Using 3-D Printing To Bring Jewish History To Life


It is one of the commendable contradictions of Jewish learning that its educators, in the service of imparting their traditional wisdom, are continually seeking innovative methods and means.

To celebrate this impulse, the Jewish Education Project is presenting its 4th annual Young Pioneers Award to teachers of teens and children.

One of this year’s five recipients, Benjamin Gross, director of educational technology at the Hebrew Academy of the Five Towns and Rockaway, known as HAFTR, is integrating cutting-edge technology with Jewish learning for students from pre-K through high school.

Gross introduced HAFTR students at all levels to a variety of technological innovations, including 3-D printers and computer programming. Students then use this technology to complete projects that introduce them to concepts essential to design, geometry and computer science.

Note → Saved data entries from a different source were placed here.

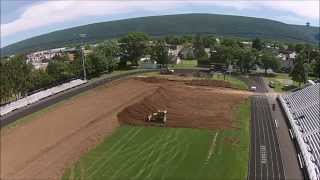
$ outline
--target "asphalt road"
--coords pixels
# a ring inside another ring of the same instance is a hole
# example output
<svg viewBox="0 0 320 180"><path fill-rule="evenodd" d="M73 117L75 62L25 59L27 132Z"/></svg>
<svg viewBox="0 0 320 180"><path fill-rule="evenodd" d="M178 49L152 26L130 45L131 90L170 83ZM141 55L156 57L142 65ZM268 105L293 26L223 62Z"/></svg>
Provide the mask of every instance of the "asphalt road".
<svg viewBox="0 0 320 180"><path fill-rule="evenodd" d="M4 116L0 116L0 127L6 126L10 123L13 123L14 121L16 121L19 118L22 118L22 117L29 115L31 113L34 113L36 111L39 111L39 110L46 108L48 106L51 106L59 101L62 101L62 100L68 99L72 96L75 96L77 94L80 94L81 92L95 88L99 85L111 82L113 80L126 78L130 75L151 72L151 71L155 71L155 70L141 69L139 71L129 71L128 73L125 73L125 74L101 76L100 78L90 80L86 84L82 84L82 85L77 86L75 88L63 91L61 93L58 93L58 94L55 94L55 95L50 96L48 98L45 98L43 100L40 100L36 103L30 104L26 107L17 109L17 110L10 112Z"/></svg>

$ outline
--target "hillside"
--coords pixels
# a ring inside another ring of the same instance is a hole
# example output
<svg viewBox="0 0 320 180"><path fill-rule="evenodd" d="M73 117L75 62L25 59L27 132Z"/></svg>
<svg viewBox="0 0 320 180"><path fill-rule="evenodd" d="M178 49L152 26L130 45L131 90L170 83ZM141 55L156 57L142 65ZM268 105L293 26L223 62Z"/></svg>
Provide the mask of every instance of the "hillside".
<svg viewBox="0 0 320 180"><path fill-rule="evenodd" d="M117 38L131 31L142 31L152 36L202 33L308 43L318 43L320 39L318 27L241 16L180 14L102 22L55 31L6 46L2 48L2 55L79 43L81 33L88 34L85 42L97 42Z"/></svg>

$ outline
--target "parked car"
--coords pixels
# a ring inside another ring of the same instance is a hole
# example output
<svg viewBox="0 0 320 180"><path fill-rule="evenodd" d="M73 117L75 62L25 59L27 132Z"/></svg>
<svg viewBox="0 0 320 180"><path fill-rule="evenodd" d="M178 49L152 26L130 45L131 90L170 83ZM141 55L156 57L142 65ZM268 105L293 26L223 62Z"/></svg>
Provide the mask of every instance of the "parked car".
<svg viewBox="0 0 320 180"><path fill-rule="evenodd" d="M275 84L274 84L273 81L269 81L269 87L271 87L271 88L274 88L274 87L275 87Z"/></svg>
<svg viewBox="0 0 320 180"><path fill-rule="evenodd" d="M250 91L256 91L256 90L257 90L257 87L255 87L255 86L250 87Z"/></svg>

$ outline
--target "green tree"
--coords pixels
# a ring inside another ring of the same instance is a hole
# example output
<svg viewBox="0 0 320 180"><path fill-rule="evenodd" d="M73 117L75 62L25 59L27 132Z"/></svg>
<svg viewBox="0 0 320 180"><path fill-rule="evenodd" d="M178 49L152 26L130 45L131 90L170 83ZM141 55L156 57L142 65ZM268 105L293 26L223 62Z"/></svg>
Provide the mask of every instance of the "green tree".
<svg viewBox="0 0 320 180"><path fill-rule="evenodd" d="M302 53L304 51L305 46L303 44L296 44L294 50L297 53Z"/></svg>
<svg viewBox="0 0 320 180"><path fill-rule="evenodd" d="M120 39L120 66L126 66L127 61L138 65L138 60L144 55L149 36L143 32L131 32Z"/></svg>
<svg viewBox="0 0 320 180"><path fill-rule="evenodd" d="M183 35L183 36L180 38L180 41L181 41L182 44L192 43L192 41L193 41L193 36L191 36L191 35Z"/></svg>
<svg viewBox="0 0 320 180"><path fill-rule="evenodd" d="M70 63L65 61L51 60L48 64L47 71L56 82L74 77Z"/></svg>
<svg viewBox="0 0 320 180"><path fill-rule="evenodd" d="M203 44L203 39L200 35L197 35L195 38L195 42L193 43L193 52L196 59L205 59L208 58L208 55L205 51L205 47Z"/></svg>
<svg viewBox="0 0 320 180"><path fill-rule="evenodd" d="M183 43L181 38L179 38L177 36L166 36L165 41L166 41L166 43L173 44L173 45L180 45Z"/></svg>
<svg viewBox="0 0 320 180"><path fill-rule="evenodd" d="M263 43L262 41L260 40L260 38L255 38L253 41L252 41L252 48L258 50L258 51L261 51L262 48L263 48Z"/></svg>
<svg viewBox="0 0 320 180"><path fill-rule="evenodd" d="M299 55L296 59L296 63L290 73L293 81L299 82L299 86L301 83L305 83L307 81L307 73L304 66L304 55Z"/></svg>
<svg viewBox="0 0 320 180"><path fill-rule="evenodd" d="M251 50L239 49L236 52L237 65L240 68L240 72L247 73L255 64L255 55Z"/></svg>
<svg viewBox="0 0 320 180"><path fill-rule="evenodd" d="M320 57L315 59L311 64L312 73L320 79Z"/></svg>
<svg viewBox="0 0 320 180"><path fill-rule="evenodd" d="M305 53L308 63L311 63L311 53L313 51L313 48L310 44L305 44L303 48L303 53Z"/></svg>
<svg viewBox="0 0 320 180"><path fill-rule="evenodd" d="M294 51L294 49L295 49L295 45L294 44L288 44L288 50L289 51Z"/></svg>
<svg viewBox="0 0 320 180"><path fill-rule="evenodd" d="M116 67L117 57L120 55L120 47L115 41L106 41L99 44L93 54L96 54L97 58L102 61L105 66L104 70L112 72Z"/></svg>
<svg viewBox="0 0 320 180"><path fill-rule="evenodd" d="M235 40L235 39L232 39L232 38L224 38L224 39L222 40L221 45L227 46L227 47L233 47L233 48L234 48L234 47L239 47L238 41Z"/></svg>
<svg viewBox="0 0 320 180"><path fill-rule="evenodd" d="M5 103L12 96L12 81L9 77L9 67L6 60L0 60L0 104Z"/></svg>
<svg viewBox="0 0 320 180"><path fill-rule="evenodd" d="M158 41L155 46L152 47L151 59L161 65L169 63L168 48L164 41Z"/></svg>
<svg viewBox="0 0 320 180"><path fill-rule="evenodd" d="M261 58L260 62L262 67L265 70L265 74L267 74L268 69L272 69L273 71L277 71L280 67L279 59L269 53L264 53Z"/></svg>
<svg viewBox="0 0 320 180"><path fill-rule="evenodd" d="M45 70L33 70L31 74L32 79L32 88L31 91L46 88L48 87L52 82L53 78L47 73Z"/></svg>
<svg viewBox="0 0 320 180"><path fill-rule="evenodd" d="M32 65L25 59L23 55L16 55L8 61L9 80L12 81L12 91L17 98L26 95L32 86Z"/></svg>
<svg viewBox="0 0 320 180"><path fill-rule="evenodd" d="M203 45L205 48L214 48L217 44L216 38L213 35L203 37Z"/></svg>
<svg viewBox="0 0 320 180"><path fill-rule="evenodd" d="M215 51L211 53L210 61L212 63L222 63L225 65L232 64L237 49L239 49L239 47L217 46Z"/></svg>

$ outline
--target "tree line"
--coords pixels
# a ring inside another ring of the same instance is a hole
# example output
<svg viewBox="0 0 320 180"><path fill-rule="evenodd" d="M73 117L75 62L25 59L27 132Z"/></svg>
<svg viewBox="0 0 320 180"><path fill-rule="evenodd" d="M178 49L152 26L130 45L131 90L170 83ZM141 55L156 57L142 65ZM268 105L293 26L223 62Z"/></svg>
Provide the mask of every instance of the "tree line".
<svg viewBox="0 0 320 180"><path fill-rule="evenodd" d="M245 47L239 40L224 38L221 43L212 41L210 46L205 42L208 37L197 35L194 38L193 48L195 58L198 59L198 64L224 64L235 65L239 67L240 72L247 73L255 65L262 67L267 73L268 69L275 72L280 70L280 59L266 48L266 42L256 38L252 41L251 47ZM271 48L277 47L279 51L285 50L284 44L269 43ZM210 57L205 52L205 48L210 47ZM289 75L292 80L301 83L306 83L309 76L320 78L320 51L319 48L313 47L310 44L288 44L286 48L288 52L296 52L296 58L292 69L289 69Z"/></svg>
<svg viewBox="0 0 320 180"><path fill-rule="evenodd" d="M87 78L94 78L116 69L126 69L128 65L138 65L145 54L159 64L168 64L168 48L164 40L156 40L150 45L150 37L145 33L133 32L118 41L105 41L92 47L86 45L85 71ZM35 91L46 89L73 78L83 78L81 49L70 61L67 56L57 56L49 60L46 69L34 69L27 63L25 55L16 55L0 61L0 104L4 104Z"/></svg>
<svg viewBox="0 0 320 180"><path fill-rule="evenodd" d="M223 38L221 42L213 35L184 35L151 38L142 32L132 32L118 40L109 40L96 46L86 45L85 51L91 51L85 57L87 77L97 77L116 69L137 66L141 57L150 55L150 59L161 65L171 63L168 44L183 45L193 49L193 56L200 65L220 63L235 65L240 72L247 73L258 64L265 71L271 68L279 70L279 59L265 51L266 42L256 38L252 47L248 48L240 39ZM283 48L283 44L273 43ZM210 56L205 51L210 49ZM298 56L290 75L297 82L305 82L307 75L320 77L320 55L308 44L288 45L288 50L295 50ZM24 55L16 55L9 60L0 61L0 102L26 96L37 90L55 86L72 78L83 78L83 61L81 50L76 53L75 60L67 56L54 57L49 60L45 70L34 69L26 62Z"/></svg>

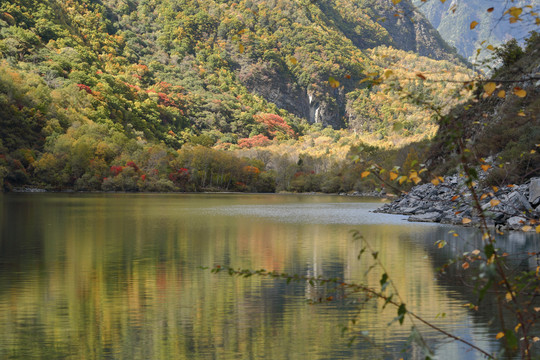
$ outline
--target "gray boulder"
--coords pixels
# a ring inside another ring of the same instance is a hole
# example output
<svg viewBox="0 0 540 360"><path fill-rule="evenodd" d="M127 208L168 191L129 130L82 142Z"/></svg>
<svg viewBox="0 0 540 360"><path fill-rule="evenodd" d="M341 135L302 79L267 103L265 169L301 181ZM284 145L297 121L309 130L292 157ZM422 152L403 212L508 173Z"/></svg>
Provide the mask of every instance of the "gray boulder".
<svg viewBox="0 0 540 360"><path fill-rule="evenodd" d="M441 220L441 217L441 213L433 211L425 214L409 216L408 220L416 222L438 222Z"/></svg>
<svg viewBox="0 0 540 360"><path fill-rule="evenodd" d="M533 206L540 204L540 178L531 179L529 184L529 202Z"/></svg>
<svg viewBox="0 0 540 360"><path fill-rule="evenodd" d="M508 219L507 226L510 230L520 230L527 223L527 219L522 216L512 216Z"/></svg>
<svg viewBox="0 0 540 360"><path fill-rule="evenodd" d="M506 198L506 204L510 208L510 211L533 211L533 208L529 204L529 201L517 191L512 191Z"/></svg>

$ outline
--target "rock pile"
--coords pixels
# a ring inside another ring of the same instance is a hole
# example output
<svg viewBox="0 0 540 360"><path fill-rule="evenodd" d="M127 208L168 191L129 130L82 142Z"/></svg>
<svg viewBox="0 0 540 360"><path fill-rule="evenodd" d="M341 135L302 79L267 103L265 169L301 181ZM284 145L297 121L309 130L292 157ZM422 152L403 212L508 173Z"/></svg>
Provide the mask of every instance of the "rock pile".
<svg viewBox="0 0 540 360"><path fill-rule="evenodd" d="M475 188L488 225L502 229L534 231L540 218L540 178L504 188ZM463 178L446 177L439 185L415 186L408 194L375 212L411 215L409 221L443 224L480 224L480 211ZM469 221L470 220L470 221Z"/></svg>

For example, HAFTR high school students are currently working on a project on the Mishkan, the desert-wandering Israelite’s portable proto-Temple. After drawing on Biblical and rabbinical sources for the Mishkan’s divine specifications, (hint: given at Mt. Sinai) they will convert the ancient units to inches and use a 3-D printer to produce a scale model.

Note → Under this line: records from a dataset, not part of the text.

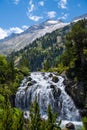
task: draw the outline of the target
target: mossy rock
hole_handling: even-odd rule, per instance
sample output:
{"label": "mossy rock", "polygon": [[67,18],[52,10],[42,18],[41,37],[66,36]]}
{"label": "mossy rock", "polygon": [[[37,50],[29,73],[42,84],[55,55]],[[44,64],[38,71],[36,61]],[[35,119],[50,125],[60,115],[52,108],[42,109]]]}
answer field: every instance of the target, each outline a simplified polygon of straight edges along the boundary
{"label": "mossy rock", "polygon": [[29,81],[29,82],[27,83],[27,85],[28,85],[28,86],[32,86],[32,85],[34,85],[35,83],[36,83],[36,81],[34,81],[34,80],[33,80],[33,81]]}
{"label": "mossy rock", "polygon": [[57,76],[53,76],[52,81],[53,81],[54,83],[57,83],[57,82],[59,81],[59,79],[58,79]]}

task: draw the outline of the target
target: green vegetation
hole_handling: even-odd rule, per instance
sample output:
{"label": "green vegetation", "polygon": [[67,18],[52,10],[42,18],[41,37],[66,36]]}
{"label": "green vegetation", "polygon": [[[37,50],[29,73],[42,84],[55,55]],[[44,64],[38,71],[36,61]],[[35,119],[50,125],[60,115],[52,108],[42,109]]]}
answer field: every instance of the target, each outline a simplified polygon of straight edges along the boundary
{"label": "green vegetation", "polygon": [[[76,105],[85,109],[87,113],[87,20],[78,21],[72,27],[66,35],[65,47],[65,52],[61,56],[62,66],[60,66],[67,68],[67,77],[75,86],[77,85],[76,88],[70,88],[70,94]],[[87,129],[86,113],[82,118],[83,130]]]}
{"label": "green vegetation", "polygon": [[13,56],[8,61],[0,55],[0,130],[22,130],[23,114],[14,107],[14,95],[29,70],[14,66]]}
{"label": "green vegetation", "polygon": [[55,124],[56,116],[51,108],[48,109],[48,120],[41,119],[36,100],[31,105],[30,120],[24,119],[23,112],[14,107],[12,96],[15,95],[23,77],[29,75],[26,66],[21,66],[21,69],[15,68],[13,56],[7,60],[0,55],[0,130],[49,130],[50,123],[52,130],[59,130],[60,124]]}
{"label": "green vegetation", "polygon": [[31,105],[29,130],[61,130],[60,122],[56,122],[57,115],[52,112],[50,105],[48,106],[48,119],[41,119],[40,109],[37,98]]}
{"label": "green vegetation", "polygon": [[83,130],[87,130],[87,117],[85,116],[84,118],[82,118],[83,121]]}
{"label": "green vegetation", "polygon": [[[87,20],[77,22],[66,35],[66,50],[62,55],[63,66],[72,68],[77,79],[87,79]],[[84,75],[84,77],[82,76]]]}
{"label": "green vegetation", "polygon": [[80,91],[78,96],[84,100],[82,104],[85,108],[87,106],[87,20],[81,20],[72,27],[66,35],[65,47],[65,52],[61,56],[61,67],[66,68],[69,79],[77,83],[77,86],[81,86],[77,88]]}

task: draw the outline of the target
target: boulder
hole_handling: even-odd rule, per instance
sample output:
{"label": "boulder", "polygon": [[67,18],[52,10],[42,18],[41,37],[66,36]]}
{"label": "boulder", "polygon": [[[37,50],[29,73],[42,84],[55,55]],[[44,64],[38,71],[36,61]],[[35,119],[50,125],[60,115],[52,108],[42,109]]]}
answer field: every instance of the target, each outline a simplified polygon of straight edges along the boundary
{"label": "boulder", "polygon": [[67,123],[65,127],[67,130],[75,130],[75,125],[71,122]]}
{"label": "boulder", "polygon": [[49,74],[49,77],[50,77],[50,78],[51,78],[51,77],[53,77],[53,74],[52,74],[52,73],[50,73],[50,74]]}
{"label": "boulder", "polygon": [[57,76],[53,76],[52,81],[53,81],[54,83],[57,83],[57,82],[59,81],[59,79],[58,79]]}
{"label": "boulder", "polygon": [[32,78],[31,77],[28,77],[28,81],[31,81],[32,80]]}
{"label": "boulder", "polygon": [[58,98],[61,95],[61,90],[56,85],[51,84],[50,88],[52,88],[54,98]]}
{"label": "boulder", "polygon": [[36,81],[29,81],[28,83],[27,83],[27,86],[32,86],[32,85],[34,85],[36,83]]}

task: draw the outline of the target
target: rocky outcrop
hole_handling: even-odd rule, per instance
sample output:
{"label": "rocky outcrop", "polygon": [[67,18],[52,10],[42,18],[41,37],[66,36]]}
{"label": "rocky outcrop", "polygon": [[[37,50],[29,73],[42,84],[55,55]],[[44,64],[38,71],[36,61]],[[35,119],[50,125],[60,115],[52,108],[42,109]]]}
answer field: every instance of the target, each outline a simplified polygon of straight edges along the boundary
{"label": "rocky outcrop", "polygon": [[66,74],[63,73],[65,91],[72,97],[76,107],[80,110],[81,116],[87,116],[87,92],[85,91],[84,82],[76,82],[72,79],[67,78]]}

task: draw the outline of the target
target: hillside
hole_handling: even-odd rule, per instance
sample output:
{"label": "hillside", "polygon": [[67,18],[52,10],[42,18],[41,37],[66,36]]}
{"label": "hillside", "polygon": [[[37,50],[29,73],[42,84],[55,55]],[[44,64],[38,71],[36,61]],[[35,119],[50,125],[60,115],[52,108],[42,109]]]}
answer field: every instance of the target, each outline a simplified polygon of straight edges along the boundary
{"label": "hillside", "polygon": [[0,53],[8,55],[12,51],[19,51],[31,44],[37,38],[40,38],[47,33],[52,33],[57,29],[60,30],[64,27],[71,26],[84,18],[87,18],[87,14],[76,17],[69,23],[64,23],[61,20],[48,19],[45,22],[29,27],[20,34],[12,33],[10,36],[0,40]]}
{"label": "hillside", "polygon": [[[86,18],[86,15],[75,18],[71,23],[67,25],[64,25],[63,23],[61,23],[61,21],[47,20],[46,22],[43,22],[38,26],[35,25],[27,29],[23,33],[24,35],[29,35],[29,33],[32,34],[34,31],[35,33],[37,32],[37,34],[40,34],[38,33],[38,31],[41,32],[42,28],[44,27],[48,27],[51,31],[52,28],[50,27],[59,27],[58,29],[50,33],[45,32],[46,34],[44,36],[36,38],[36,40],[32,41],[29,45],[25,46],[24,42],[25,47],[23,49],[18,50],[20,48],[17,48],[16,50],[14,50],[15,65],[21,67],[26,63],[26,66],[29,67],[31,71],[38,71],[41,69],[54,71],[53,68],[55,68],[55,71],[57,71],[56,68],[61,62],[61,55],[65,50],[66,34],[71,30],[71,28],[77,21],[84,18]],[[62,27],[61,25],[63,25],[64,27]],[[22,36],[22,34],[20,34],[20,36]],[[21,48],[22,47],[23,46],[21,46]]]}
{"label": "hillside", "polygon": [[24,49],[14,52],[15,65],[26,65],[31,71],[57,67],[65,49],[65,35],[71,27],[72,24],[45,34]]}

They will then present the model to HAFTR’s younger students, explaining the background research and the process by which the model was made.

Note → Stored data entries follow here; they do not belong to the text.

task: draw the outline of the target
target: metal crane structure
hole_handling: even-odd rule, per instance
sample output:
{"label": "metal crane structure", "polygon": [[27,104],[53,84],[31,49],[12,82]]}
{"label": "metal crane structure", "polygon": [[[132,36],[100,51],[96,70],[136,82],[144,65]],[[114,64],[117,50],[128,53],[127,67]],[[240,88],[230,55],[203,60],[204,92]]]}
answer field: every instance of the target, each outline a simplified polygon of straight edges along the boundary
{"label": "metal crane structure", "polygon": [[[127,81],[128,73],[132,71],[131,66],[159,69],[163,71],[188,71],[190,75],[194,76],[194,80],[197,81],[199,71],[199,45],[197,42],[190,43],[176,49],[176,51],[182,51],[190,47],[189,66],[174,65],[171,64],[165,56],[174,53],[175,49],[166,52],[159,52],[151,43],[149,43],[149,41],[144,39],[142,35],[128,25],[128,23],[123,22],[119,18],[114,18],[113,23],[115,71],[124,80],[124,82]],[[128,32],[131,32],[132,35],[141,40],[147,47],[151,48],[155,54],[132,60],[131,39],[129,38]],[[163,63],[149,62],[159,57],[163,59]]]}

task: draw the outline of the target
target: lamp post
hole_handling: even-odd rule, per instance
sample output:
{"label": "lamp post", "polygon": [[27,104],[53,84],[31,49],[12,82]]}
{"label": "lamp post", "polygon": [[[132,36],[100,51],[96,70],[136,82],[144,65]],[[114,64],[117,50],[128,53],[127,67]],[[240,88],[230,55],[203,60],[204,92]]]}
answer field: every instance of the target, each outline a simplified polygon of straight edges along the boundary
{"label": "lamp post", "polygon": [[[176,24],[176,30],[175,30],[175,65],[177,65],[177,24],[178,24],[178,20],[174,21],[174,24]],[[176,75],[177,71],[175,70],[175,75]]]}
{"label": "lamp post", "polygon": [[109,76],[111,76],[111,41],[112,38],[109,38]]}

Introducing younger students to technology of this sort can “make an impact on the rest of their lives,” and potentially prepare them for future careers, Gross said, noting that an acquaintance of his in the medical field uses 3-D printers similar to the ones the students are familiar with. He worked with Center for Initiatives in Jewish Education to develop the program.

Gross emphasized that he uses technological innovations to enhance traditional education — not to replace it. Only if both students and teachers are comfortable with the technology will the innovations effectively enhance the learning process. “We pride ourselves in [making] lifelong learners,” he said.

Receiving the Young Pioneers Award “makes me feel like I’m accomplishing something,” Gross said, adding that he appreciated the recognition not only of his own work, but also of the general drive to use technology to enhance Jewish learning.

The other Young Pioneers Award winners are:

Lindsay Ganci, director of youth engagement at The Community Synagogue, in Port Washington, L.I., for creating a “sustainable model for teen engagement” through use of social media and technology as well as a teen philanthropy program.”

Maya Blank, special education consultant at Stephen Wise Free Synagogue, in Manhattan, for making inclusion of autistic children in Jewish life a community priority.

Noah Hichenberg, director of the Saul and Carole Zabar Nursery School at JCC Manhattan, for his work integrating Reggio-inspired education with Jewish values, and for inspiring more men to become involved in education.

Rinat Levy-Cohen, a Hebrew teacher at the Abraham Joshua Heschel School, in Manhattan, for her unique Hebrew-language program that uses such technology as animated videos and e-books to promote creativity and challenge learning.